ICSA Beef chair Edmund Graham, in welcoming the achievement of the PGI status for Irish Grass Fed Beef, has said that there is now no excuse when Irish beef prices are not above the EU average. “In both 2022 and 2023 to date, the second half of the year has seen Irish prime R3 grade cattle lower than the EU average for young bulls. In recent weeks we have seen a negative differential of over 30c/kg between Irish and EU prices which is a sorry reflection on our ability to market our beef and to deliver a dividend for the efforts by so many farmers in participating in the SBLAS quality assurance programme.”
“The PGI status is delivering substantial premium bonuses to all sorts of EU products, and it is now essential that we see this reflected in our beef offerings to EU outlets. Proof will be in the pudding in terms of price paid to farmers. ICSA will expect to see the 70c/kg fall in price, since May, reversed in the coming months and the PGI status must be aggressively used to achieve this.”
“This must also provide a foundation for the suckler brand work, which now needs to be driven in the marketplace.
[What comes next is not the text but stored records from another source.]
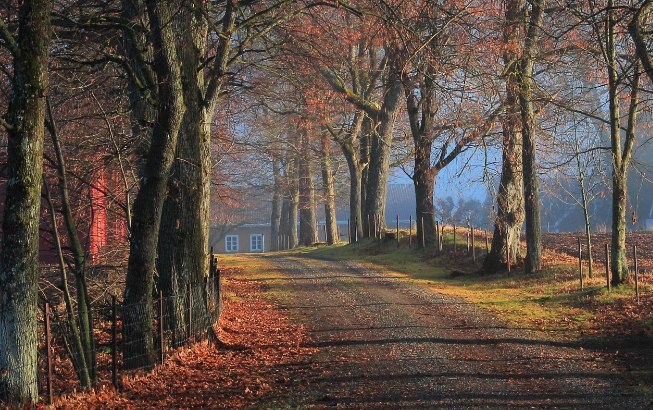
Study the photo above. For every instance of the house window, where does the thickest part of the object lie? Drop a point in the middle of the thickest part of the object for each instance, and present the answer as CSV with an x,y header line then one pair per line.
x,y
256,243
231,243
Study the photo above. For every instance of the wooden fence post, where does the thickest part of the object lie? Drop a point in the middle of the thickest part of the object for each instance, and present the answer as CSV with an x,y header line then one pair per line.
x,y
48,347
114,342
349,230
410,231
356,229
454,240
397,230
508,251
473,246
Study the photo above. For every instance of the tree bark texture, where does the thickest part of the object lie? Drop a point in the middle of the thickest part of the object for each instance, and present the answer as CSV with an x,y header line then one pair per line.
x,y
19,260
277,204
621,153
87,365
183,237
529,160
379,165
329,193
293,201
138,317
510,200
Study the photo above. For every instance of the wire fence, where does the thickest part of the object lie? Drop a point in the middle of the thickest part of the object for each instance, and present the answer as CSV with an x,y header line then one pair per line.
x,y
126,338
469,245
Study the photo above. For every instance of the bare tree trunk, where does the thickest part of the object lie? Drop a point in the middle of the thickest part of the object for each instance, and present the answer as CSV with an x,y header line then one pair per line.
x,y
510,213
138,318
87,371
277,204
293,199
379,168
621,155
19,260
183,242
531,182
307,217
329,193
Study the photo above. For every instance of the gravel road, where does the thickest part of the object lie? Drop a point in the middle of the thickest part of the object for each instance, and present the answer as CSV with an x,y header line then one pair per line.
x,y
386,342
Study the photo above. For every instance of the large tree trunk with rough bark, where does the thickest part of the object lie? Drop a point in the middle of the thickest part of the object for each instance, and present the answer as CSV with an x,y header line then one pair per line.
x,y
182,262
510,207
531,182
329,193
307,217
424,182
83,321
621,153
138,317
19,260
379,165
293,201
277,205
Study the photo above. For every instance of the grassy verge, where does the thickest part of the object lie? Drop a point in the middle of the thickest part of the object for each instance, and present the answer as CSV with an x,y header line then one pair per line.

It is now time to see Bord Bia and the meat factories deliver on the promise of better prices from these marketing initiatives which have been in gestation over the past four years.”
The ICSA will also insist that there is a monitoring group established immediately in line with commitments made to ICSA at the Beef Taskforce which would ensure that farmer representatives have a decisive say in the use of the PGI brand. “This PGI status is not the property of any one meat processor. The whole point of PGI is to recognise and monetise the work and unique specialisation of the primary producer based on tradition or geographical region.”
“Minister McConalogue will not be judged on the achievement of the PGI status but on how he ensures that it is managed to deliver a better return to the primary producer,” concluded Mr Graham.